Or why people pretending CSV is dead are wrong
Every month or so, a new blog article declaring the near demise of CSV in favor of some “obviously superior” format (parquet, newline-delimited JSON, MessagePack records etc.) find its ways to the reader’s eyes. Sadly those articles often offer a very narrow and biased comparison and often fail to understand what makes CSV a seemingly unkillable staple of data serialization.
It is therefore my intention, through this article, to write a love letter to this data format, often criticized for the wrong reasons, even more so when it is somehow deemed “cool” to hate on it. My point is not, far from it, to say that CSV is a silver bullet but rather to shine a light on some of the format’s sometimes overlooked strengths.
The specification of CSV holds in its title: “comma separated values”. Okay, it’s a lie, but still, the specification holds in a tweet and can be explained to anybody in seconds: commas separate values, new lines separate rows. Now quote values containing commas and line breaks, double your quotes, and that’s it. This is so simple you might even invent it yourself without knowing it already exists while learning how to program.
Of course it does not mean you should not use a dedicated CSV parser/writer because you will mess something up.
No one owns CSV. It has no real specification (yes, I know about the controversial ex-post RFC 4180), just a set of rules everyone kinda agrees to respect implicitly. It is, and will forever remain, an open and free collective idea.
Like JSON, YAML or XML, CSV is just plain text, that you are free to encode however you like. CSV is not a binary format, can be opened with any text editor and does not require any specialized program to be read. This means, by extension, that it can both be read and edited by humans directly, somehow.
CSV can be read row by row very easily without requiring more memory than what is needed to fit a single row. This also means that a trivial program that anyone can write is able to read gigabytes of CSV data with only some kilobytes of RAM.
By comparison, column-oriented data formats such as parquet are not able to stream files row by row without requiring you to jump here and there in the file or to buffer the memory cleverly so you don’t tank read performance.
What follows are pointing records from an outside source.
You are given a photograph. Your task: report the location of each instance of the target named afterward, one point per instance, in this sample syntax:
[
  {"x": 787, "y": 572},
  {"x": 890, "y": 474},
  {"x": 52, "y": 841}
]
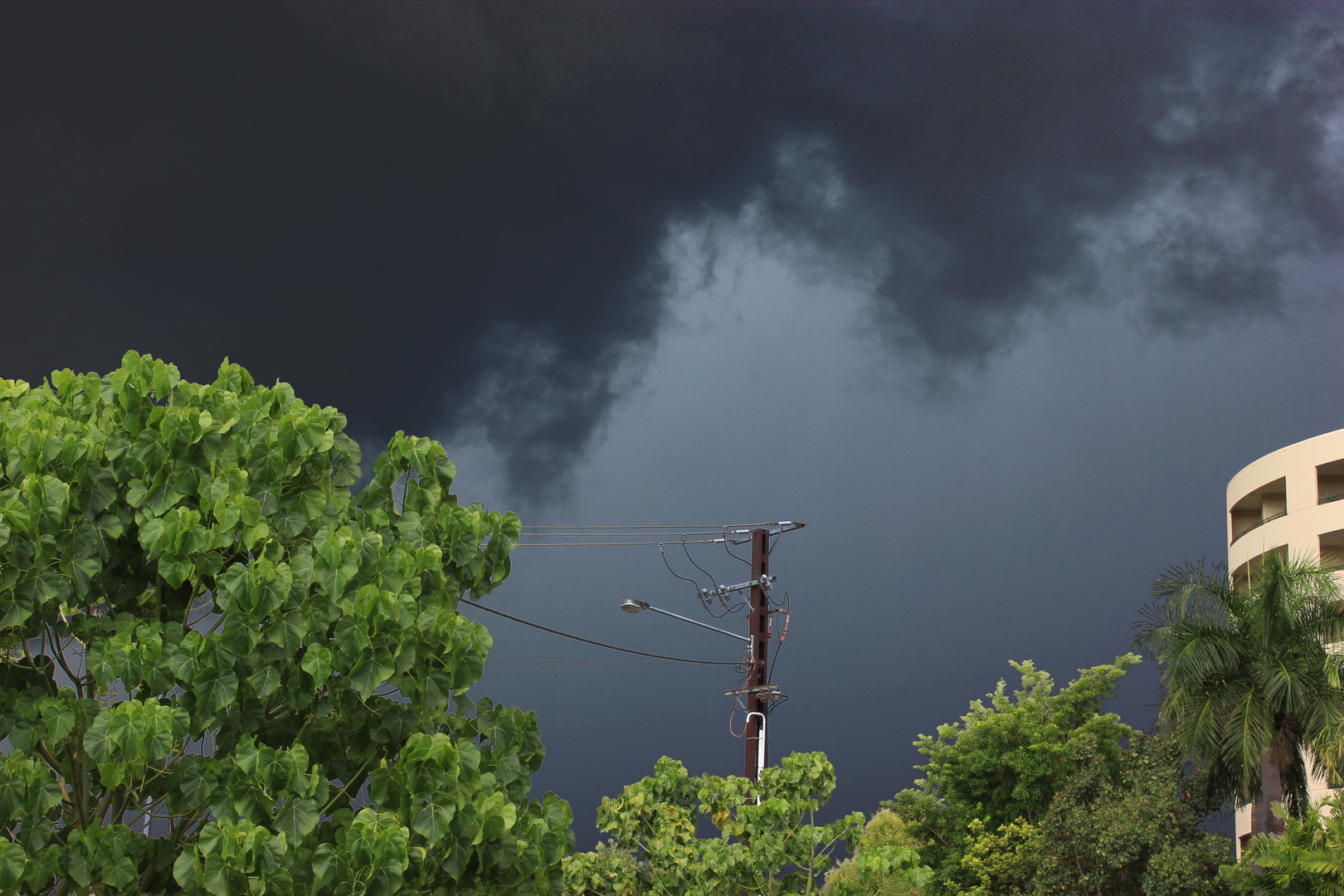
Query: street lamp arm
[{"x": 635, "y": 606}]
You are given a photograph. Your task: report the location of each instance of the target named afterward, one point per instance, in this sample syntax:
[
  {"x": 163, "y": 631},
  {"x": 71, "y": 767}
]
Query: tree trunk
[{"x": 1264, "y": 821}]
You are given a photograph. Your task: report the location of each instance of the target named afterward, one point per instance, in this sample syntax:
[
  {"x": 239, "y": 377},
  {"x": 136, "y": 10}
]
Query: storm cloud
[{"x": 449, "y": 218}]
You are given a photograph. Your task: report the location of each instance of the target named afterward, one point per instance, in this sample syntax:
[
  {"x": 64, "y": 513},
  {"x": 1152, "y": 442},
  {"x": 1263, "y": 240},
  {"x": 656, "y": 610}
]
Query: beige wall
[{"x": 1298, "y": 533}]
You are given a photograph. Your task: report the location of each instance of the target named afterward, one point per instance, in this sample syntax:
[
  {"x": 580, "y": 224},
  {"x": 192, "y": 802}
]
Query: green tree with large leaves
[
  {"x": 225, "y": 672},
  {"x": 1250, "y": 683}
]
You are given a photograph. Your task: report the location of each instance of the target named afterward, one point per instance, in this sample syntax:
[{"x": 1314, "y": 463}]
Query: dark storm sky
[{"x": 996, "y": 297}]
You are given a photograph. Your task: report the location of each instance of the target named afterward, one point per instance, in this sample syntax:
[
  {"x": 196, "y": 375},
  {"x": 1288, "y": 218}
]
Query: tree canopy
[
  {"x": 1042, "y": 793},
  {"x": 769, "y": 841},
  {"x": 1249, "y": 674},
  {"x": 226, "y": 672}
]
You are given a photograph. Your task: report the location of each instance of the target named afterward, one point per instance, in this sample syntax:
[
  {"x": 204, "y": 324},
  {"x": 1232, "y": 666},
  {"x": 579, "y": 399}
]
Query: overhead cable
[{"x": 609, "y": 646}]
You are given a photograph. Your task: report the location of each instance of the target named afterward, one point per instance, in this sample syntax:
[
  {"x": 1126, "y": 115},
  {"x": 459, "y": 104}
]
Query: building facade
[{"x": 1291, "y": 503}]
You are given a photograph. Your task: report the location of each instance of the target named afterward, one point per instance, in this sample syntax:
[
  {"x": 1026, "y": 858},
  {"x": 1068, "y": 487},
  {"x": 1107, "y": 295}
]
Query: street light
[{"x": 636, "y": 606}]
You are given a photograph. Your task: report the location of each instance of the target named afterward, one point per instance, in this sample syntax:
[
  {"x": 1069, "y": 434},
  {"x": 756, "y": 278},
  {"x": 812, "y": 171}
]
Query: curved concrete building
[{"x": 1288, "y": 501}]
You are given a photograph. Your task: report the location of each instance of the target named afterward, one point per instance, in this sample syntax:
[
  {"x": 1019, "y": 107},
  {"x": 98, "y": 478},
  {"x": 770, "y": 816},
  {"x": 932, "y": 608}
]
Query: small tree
[
  {"x": 1250, "y": 676},
  {"x": 886, "y": 861},
  {"x": 655, "y": 848},
  {"x": 226, "y": 674},
  {"x": 1308, "y": 859},
  {"x": 1042, "y": 793}
]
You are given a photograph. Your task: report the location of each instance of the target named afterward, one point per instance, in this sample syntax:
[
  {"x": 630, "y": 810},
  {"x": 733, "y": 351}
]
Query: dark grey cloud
[{"x": 446, "y": 217}]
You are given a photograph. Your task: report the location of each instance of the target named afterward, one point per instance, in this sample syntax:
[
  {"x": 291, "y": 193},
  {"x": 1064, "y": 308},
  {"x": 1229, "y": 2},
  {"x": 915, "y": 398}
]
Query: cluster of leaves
[
  {"x": 1250, "y": 674},
  {"x": 765, "y": 828},
  {"x": 1042, "y": 793},
  {"x": 1307, "y": 859},
  {"x": 886, "y": 861},
  {"x": 225, "y": 672}
]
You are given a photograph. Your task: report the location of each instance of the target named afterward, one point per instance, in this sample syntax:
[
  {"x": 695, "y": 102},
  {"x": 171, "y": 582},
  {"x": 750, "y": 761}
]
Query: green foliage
[
  {"x": 1249, "y": 674},
  {"x": 886, "y": 861},
  {"x": 1004, "y": 761},
  {"x": 1042, "y": 793},
  {"x": 655, "y": 850},
  {"x": 201, "y": 621},
  {"x": 1131, "y": 825},
  {"x": 1307, "y": 859},
  {"x": 1004, "y": 861}
]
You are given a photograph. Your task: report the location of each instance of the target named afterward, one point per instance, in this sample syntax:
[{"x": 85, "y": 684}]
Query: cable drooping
[
  {"x": 609, "y": 646},
  {"x": 696, "y": 564},
  {"x": 694, "y": 583},
  {"x": 730, "y": 550}
]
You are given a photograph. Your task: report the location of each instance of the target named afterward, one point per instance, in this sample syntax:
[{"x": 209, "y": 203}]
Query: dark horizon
[{"x": 995, "y": 297}]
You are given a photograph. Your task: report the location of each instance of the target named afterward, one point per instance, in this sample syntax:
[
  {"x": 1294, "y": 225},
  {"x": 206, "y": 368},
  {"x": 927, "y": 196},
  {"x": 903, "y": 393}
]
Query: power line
[
  {"x": 620, "y": 663},
  {"x": 609, "y": 646}
]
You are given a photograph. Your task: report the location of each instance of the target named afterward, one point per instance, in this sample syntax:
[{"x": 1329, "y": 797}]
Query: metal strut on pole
[{"x": 758, "y": 629}]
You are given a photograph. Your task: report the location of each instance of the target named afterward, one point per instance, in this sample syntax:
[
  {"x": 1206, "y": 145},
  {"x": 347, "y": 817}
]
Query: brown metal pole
[{"x": 758, "y": 627}]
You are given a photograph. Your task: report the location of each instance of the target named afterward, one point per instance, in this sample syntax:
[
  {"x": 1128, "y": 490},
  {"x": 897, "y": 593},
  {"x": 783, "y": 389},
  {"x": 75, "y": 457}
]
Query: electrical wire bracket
[
  {"x": 760, "y": 691},
  {"x": 724, "y": 590}
]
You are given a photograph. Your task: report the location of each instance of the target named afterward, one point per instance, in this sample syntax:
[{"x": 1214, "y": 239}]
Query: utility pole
[{"x": 758, "y": 629}]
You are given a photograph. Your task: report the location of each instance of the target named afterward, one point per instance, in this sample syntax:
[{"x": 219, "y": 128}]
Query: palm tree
[{"x": 1250, "y": 683}]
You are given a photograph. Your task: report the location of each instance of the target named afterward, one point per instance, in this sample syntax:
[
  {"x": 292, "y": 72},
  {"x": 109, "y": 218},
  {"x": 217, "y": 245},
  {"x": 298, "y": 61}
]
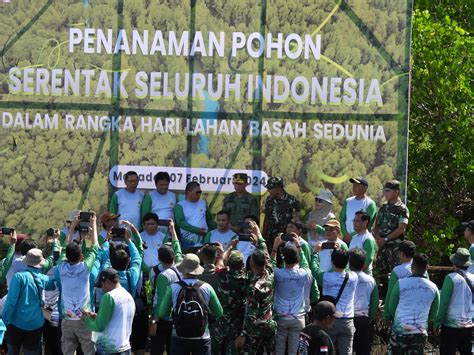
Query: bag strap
[
  {"x": 37, "y": 288},
  {"x": 344, "y": 283},
  {"x": 467, "y": 280}
]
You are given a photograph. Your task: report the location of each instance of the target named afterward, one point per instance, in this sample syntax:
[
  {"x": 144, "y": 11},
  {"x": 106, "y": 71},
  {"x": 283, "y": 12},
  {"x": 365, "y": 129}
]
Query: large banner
[{"x": 312, "y": 91}]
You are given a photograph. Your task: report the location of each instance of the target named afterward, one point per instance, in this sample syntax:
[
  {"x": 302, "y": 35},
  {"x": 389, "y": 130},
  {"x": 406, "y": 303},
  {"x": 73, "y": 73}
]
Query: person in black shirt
[{"x": 313, "y": 339}]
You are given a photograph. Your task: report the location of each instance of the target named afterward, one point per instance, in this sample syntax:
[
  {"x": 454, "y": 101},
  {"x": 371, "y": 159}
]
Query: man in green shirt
[
  {"x": 113, "y": 323},
  {"x": 240, "y": 203}
]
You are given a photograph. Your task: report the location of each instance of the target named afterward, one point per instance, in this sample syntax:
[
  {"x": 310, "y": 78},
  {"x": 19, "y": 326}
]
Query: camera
[
  {"x": 85, "y": 216},
  {"x": 118, "y": 233},
  {"x": 328, "y": 245},
  {"x": 8, "y": 231},
  {"x": 164, "y": 222}
]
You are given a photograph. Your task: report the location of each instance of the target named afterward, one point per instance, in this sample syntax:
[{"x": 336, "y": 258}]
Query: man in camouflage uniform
[
  {"x": 280, "y": 209},
  {"x": 259, "y": 330},
  {"x": 240, "y": 203},
  {"x": 231, "y": 291},
  {"x": 389, "y": 228}
]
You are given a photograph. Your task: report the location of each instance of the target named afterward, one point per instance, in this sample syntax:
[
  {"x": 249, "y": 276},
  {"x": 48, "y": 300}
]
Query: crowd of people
[{"x": 156, "y": 272}]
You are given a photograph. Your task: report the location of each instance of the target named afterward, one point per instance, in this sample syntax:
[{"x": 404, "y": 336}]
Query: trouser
[
  {"x": 181, "y": 346},
  {"x": 51, "y": 339},
  {"x": 362, "y": 336},
  {"x": 74, "y": 332},
  {"x": 30, "y": 340},
  {"x": 342, "y": 334},
  {"x": 162, "y": 338},
  {"x": 456, "y": 338},
  {"x": 288, "y": 330},
  {"x": 409, "y": 344},
  {"x": 387, "y": 259}
]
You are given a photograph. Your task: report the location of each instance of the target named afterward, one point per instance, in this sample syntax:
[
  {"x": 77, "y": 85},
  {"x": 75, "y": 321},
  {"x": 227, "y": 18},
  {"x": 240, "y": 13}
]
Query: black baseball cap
[
  {"x": 107, "y": 274},
  {"x": 359, "y": 180},
  {"x": 323, "y": 309}
]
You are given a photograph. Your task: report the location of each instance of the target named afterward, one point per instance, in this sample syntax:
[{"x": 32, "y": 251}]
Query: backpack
[{"x": 190, "y": 314}]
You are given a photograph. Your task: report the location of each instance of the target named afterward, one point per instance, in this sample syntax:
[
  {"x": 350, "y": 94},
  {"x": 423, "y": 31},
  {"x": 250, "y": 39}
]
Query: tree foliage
[{"x": 441, "y": 165}]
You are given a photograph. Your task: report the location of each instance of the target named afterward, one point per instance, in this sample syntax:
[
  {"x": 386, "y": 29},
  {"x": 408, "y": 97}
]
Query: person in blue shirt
[{"x": 22, "y": 312}]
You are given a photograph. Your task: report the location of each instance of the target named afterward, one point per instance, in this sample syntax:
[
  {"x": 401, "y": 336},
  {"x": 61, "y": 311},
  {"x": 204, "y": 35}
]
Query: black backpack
[{"x": 190, "y": 315}]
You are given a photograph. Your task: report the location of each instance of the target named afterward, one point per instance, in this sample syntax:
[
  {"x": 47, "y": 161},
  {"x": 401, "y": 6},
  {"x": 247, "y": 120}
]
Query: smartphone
[
  {"x": 328, "y": 245},
  {"x": 164, "y": 222},
  {"x": 85, "y": 216},
  {"x": 244, "y": 237},
  {"x": 7, "y": 231}
]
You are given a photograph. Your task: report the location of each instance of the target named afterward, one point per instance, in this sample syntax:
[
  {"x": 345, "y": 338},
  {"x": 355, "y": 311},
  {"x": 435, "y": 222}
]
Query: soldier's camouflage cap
[
  {"x": 273, "y": 182},
  {"x": 240, "y": 178},
  {"x": 392, "y": 185},
  {"x": 236, "y": 260}
]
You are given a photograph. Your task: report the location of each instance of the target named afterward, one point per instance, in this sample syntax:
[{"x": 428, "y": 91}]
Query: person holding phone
[{"x": 332, "y": 240}]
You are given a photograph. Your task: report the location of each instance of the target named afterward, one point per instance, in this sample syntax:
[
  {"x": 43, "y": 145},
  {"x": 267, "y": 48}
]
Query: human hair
[
  {"x": 162, "y": 175},
  {"x": 339, "y": 258},
  {"x": 128, "y": 174},
  {"x": 357, "y": 259},
  {"x": 208, "y": 254},
  {"x": 191, "y": 186},
  {"x": 297, "y": 224},
  {"x": 259, "y": 258},
  {"x": 26, "y": 245},
  {"x": 420, "y": 262},
  {"x": 364, "y": 216},
  {"x": 73, "y": 253},
  {"x": 150, "y": 215},
  {"x": 253, "y": 218},
  {"x": 120, "y": 260},
  {"x": 227, "y": 213}
]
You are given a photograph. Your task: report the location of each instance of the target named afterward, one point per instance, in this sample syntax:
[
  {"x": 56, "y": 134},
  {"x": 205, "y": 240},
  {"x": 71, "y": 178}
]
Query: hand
[
  {"x": 152, "y": 330},
  {"x": 277, "y": 242},
  {"x": 239, "y": 342},
  {"x": 13, "y": 237},
  {"x": 318, "y": 247}
]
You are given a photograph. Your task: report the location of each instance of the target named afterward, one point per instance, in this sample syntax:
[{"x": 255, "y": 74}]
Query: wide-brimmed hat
[
  {"x": 190, "y": 265},
  {"x": 325, "y": 195},
  {"x": 461, "y": 258},
  {"x": 34, "y": 258}
]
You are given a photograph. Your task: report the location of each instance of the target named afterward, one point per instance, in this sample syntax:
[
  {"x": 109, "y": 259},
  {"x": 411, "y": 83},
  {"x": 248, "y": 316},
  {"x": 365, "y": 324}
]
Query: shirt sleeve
[
  {"x": 7, "y": 263},
  {"x": 371, "y": 211},
  {"x": 166, "y": 305},
  {"x": 181, "y": 221},
  {"x": 104, "y": 316},
  {"x": 374, "y": 303},
  {"x": 342, "y": 218},
  {"x": 215, "y": 307},
  {"x": 113, "y": 207},
  {"x": 393, "y": 303},
  {"x": 146, "y": 205},
  {"x": 391, "y": 283},
  {"x": 369, "y": 247},
  {"x": 446, "y": 293}
]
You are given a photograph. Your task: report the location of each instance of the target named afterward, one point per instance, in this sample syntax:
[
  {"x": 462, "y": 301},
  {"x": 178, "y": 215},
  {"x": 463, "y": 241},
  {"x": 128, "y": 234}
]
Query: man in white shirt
[
  {"x": 161, "y": 201},
  {"x": 113, "y": 324},
  {"x": 359, "y": 202},
  {"x": 127, "y": 202}
]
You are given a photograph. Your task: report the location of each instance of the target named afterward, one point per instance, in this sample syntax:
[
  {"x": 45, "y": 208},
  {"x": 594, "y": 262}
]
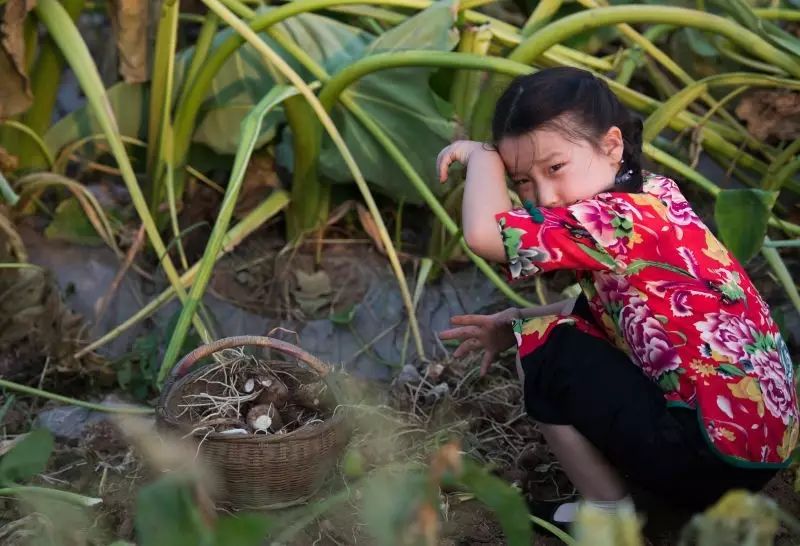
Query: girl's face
[{"x": 552, "y": 171}]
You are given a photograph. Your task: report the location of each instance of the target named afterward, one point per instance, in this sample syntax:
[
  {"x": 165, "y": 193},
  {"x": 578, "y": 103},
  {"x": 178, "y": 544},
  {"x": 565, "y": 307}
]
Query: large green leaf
[
  {"x": 244, "y": 79},
  {"x": 402, "y": 103},
  {"x": 741, "y": 217},
  {"x": 506, "y": 502},
  {"x": 28, "y": 457},
  {"x": 241, "y": 82},
  {"x": 128, "y": 102},
  {"x": 166, "y": 513},
  {"x": 71, "y": 224}
]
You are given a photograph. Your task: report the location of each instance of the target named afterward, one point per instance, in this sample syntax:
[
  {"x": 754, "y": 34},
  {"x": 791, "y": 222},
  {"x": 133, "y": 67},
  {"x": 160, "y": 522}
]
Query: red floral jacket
[{"x": 671, "y": 296}]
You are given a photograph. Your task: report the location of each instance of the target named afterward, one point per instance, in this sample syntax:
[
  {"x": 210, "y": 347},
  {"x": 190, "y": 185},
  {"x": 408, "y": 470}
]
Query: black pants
[{"x": 577, "y": 379}]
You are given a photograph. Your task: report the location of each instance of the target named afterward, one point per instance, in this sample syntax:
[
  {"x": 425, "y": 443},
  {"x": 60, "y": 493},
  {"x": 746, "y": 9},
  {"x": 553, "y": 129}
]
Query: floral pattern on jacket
[{"x": 670, "y": 295}]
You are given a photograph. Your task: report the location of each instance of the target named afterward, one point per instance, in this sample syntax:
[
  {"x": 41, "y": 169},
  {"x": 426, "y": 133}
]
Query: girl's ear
[{"x": 613, "y": 144}]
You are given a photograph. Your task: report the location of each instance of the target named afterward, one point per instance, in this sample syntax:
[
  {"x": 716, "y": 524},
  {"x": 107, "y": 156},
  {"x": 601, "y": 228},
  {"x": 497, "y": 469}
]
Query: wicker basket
[{"x": 259, "y": 471}]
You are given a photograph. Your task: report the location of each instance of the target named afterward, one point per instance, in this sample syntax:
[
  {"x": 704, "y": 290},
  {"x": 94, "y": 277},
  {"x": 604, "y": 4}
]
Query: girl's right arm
[
  {"x": 485, "y": 195},
  {"x": 563, "y": 307}
]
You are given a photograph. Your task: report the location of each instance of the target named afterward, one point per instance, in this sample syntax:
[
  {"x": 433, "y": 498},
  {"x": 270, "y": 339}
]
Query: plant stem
[
  {"x": 45, "y": 83},
  {"x": 251, "y": 128},
  {"x": 543, "y": 12},
  {"x": 72, "y": 401},
  {"x": 679, "y": 102},
  {"x": 692, "y": 175},
  {"x": 337, "y": 139},
  {"x": 561, "y": 535},
  {"x": 559, "y": 31},
  {"x": 276, "y": 202},
  {"x": 34, "y": 137},
  {"x": 783, "y": 274},
  {"x": 69, "y": 41}
]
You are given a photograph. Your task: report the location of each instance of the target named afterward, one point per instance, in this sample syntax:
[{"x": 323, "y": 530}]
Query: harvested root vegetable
[
  {"x": 313, "y": 396},
  {"x": 275, "y": 392},
  {"x": 264, "y": 418}
]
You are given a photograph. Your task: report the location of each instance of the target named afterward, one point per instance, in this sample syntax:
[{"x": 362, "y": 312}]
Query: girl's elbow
[{"x": 487, "y": 246}]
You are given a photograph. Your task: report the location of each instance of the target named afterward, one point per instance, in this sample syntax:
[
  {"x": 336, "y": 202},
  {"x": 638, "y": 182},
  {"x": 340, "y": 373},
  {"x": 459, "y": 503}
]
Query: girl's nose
[
  {"x": 546, "y": 196},
  {"x": 527, "y": 192}
]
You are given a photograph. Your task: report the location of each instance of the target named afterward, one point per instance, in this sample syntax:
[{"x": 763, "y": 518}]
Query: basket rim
[{"x": 302, "y": 433}]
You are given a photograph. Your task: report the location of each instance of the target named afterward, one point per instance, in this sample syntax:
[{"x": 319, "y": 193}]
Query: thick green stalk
[
  {"x": 659, "y": 119},
  {"x": 391, "y": 148},
  {"x": 25, "y": 389},
  {"x": 251, "y": 128},
  {"x": 276, "y": 202},
  {"x": 634, "y": 37},
  {"x": 543, "y": 12},
  {"x": 7, "y": 192},
  {"x": 737, "y": 57},
  {"x": 69, "y": 41},
  {"x": 783, "y": 274},
  {"x": 275, "y": 60},
  {"x": 161, "y": 93},
  {"x": 45, "y": 83},
  {"x": 660, "y": 156},
  {"x": 569, "y": 26},
  {"x": 773, "y": 177},
  {"x": 778, "y": 14},
  {"x": 188, "y": 108},
  {"x": 201, "y": 50}
]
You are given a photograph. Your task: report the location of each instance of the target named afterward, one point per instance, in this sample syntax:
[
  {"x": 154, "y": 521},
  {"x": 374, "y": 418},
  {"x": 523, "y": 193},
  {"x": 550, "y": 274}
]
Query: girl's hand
[
  {"x": 490, "y": 333},
  {"x": 461, "y": 151}
]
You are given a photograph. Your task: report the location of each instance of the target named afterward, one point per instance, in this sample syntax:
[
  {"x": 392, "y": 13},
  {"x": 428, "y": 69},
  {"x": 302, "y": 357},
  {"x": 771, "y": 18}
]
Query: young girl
[{"x": 668, "y": 371}]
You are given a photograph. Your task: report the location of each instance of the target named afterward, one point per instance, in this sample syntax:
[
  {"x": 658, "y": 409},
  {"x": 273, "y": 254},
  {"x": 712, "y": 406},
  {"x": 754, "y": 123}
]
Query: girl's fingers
[
  {"x": 444, "y": 163},
  {"x": 462, "y": 332},
  {"x": 467, "y": 347},
  {"x": 469, "y": 320},
  {"x": 488, "y": 357}
]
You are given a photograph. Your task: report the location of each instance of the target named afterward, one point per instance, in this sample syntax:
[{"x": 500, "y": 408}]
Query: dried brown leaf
[
  {"x": 15, "y": 88},
  {"x": 771, "y": 114},
  {"x": 129, "y": 19}
]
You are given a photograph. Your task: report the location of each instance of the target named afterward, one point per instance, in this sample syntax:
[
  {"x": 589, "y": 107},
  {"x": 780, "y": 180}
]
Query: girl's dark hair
[{"x": 577, "y": 104}]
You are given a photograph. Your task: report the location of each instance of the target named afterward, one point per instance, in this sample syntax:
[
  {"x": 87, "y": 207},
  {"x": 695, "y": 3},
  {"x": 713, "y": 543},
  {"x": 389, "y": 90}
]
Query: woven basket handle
[{"x": 237, "y": 341}]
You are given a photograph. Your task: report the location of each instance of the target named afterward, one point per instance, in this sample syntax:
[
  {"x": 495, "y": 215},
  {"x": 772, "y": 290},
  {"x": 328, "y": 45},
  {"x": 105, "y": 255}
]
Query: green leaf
[
  {"x": 71, "y": 224},
  {"x": 601, "y": 256},
  {"x": 344, "y": 317},
  {"x": 731, "y": 369},
  {"x": 242, "y": 530},
  {"x": 128, "y": 103},
  {"x": 244, "y": 79},
  {"x": 167, "y": 514},
  {"x": 669, "y": 382},
  {"x": 401, "y": 102},
  {"x": 637, "y": 265},
  {"x": 387, "y": 516},
  {"x": 741, "y": 217},
  {"x": 28, "y": 457},
  {"x": 506, "y": 502},
  {"x": 699, "y": 44}
]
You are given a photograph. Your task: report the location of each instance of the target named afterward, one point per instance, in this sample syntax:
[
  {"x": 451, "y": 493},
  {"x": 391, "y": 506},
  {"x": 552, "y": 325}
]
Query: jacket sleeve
[{"x": 545, "y": 239}]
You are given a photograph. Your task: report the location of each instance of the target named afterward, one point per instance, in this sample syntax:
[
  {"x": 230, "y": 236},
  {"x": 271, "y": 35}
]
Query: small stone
[{"x": 409, "y": 374}]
But of course, CSV is terrible if you are only interested in specific columns because you will indeed need to read all of a row only to access the part you are interested in.
23 Comments
Qem
This is one area where LibreOffice Calc shines in comparison to Excel. Importing CSVs is much more convenient.
Der_Einzige
I'm in on the "shit on microsoft for hard to use formats train" but as someone who did a LOT of .docx parsing – it turned into zen when I realized that I can just convert my docs into the easily parsed .html5 using something like pandoc.
This is a good blog post and Xan is a really neat terminal tool.
tengwar2
I'm not really sure why "Excel hates CSV". I import into Excel all the time. I'm sure the functionality could be expanded, but it seems to work fine. The bit of the process I would like improved is nothing to do with CSV – it's that the exporting programs sometimes rearrange the order of fields, and you have to accommodate that in Excel after the import. But since you can have named columns in Excel (make the data in to a table), it's not a big deal.
nayuki
I greatly prefer TSV over CSV. https://en.wikipedia.org/wiki/Tab-separated_values
mjw_byrne
CSV is ever so elegant but it has one fatal flaw – quoting has "non-local" effects, i.e. an extra or missing quote at byte 1 can change the meaning of a comma at byte 1000000. This has (at least) two annoying consequences:
1. It's tricky to parallelise processing of CSV.
2. A small amount of data corruption can have a big impact on the readability of a file (one missing or extra quote can bugger the whole thing up).
So these days for serialisation of simple tabular data I prefer plain escaping, e.g. comma, newline and are all -escaped. It's as easy to serialise and deserialise as CSV but without the above drawbacks.
polyrand
As someone who likes modern formats like parquet, when in doubt, I end up using CSV or JSONL (newline-delimited JSON). Mainly because they are plain-text (fast to find things with just `grep`) and can be streamed.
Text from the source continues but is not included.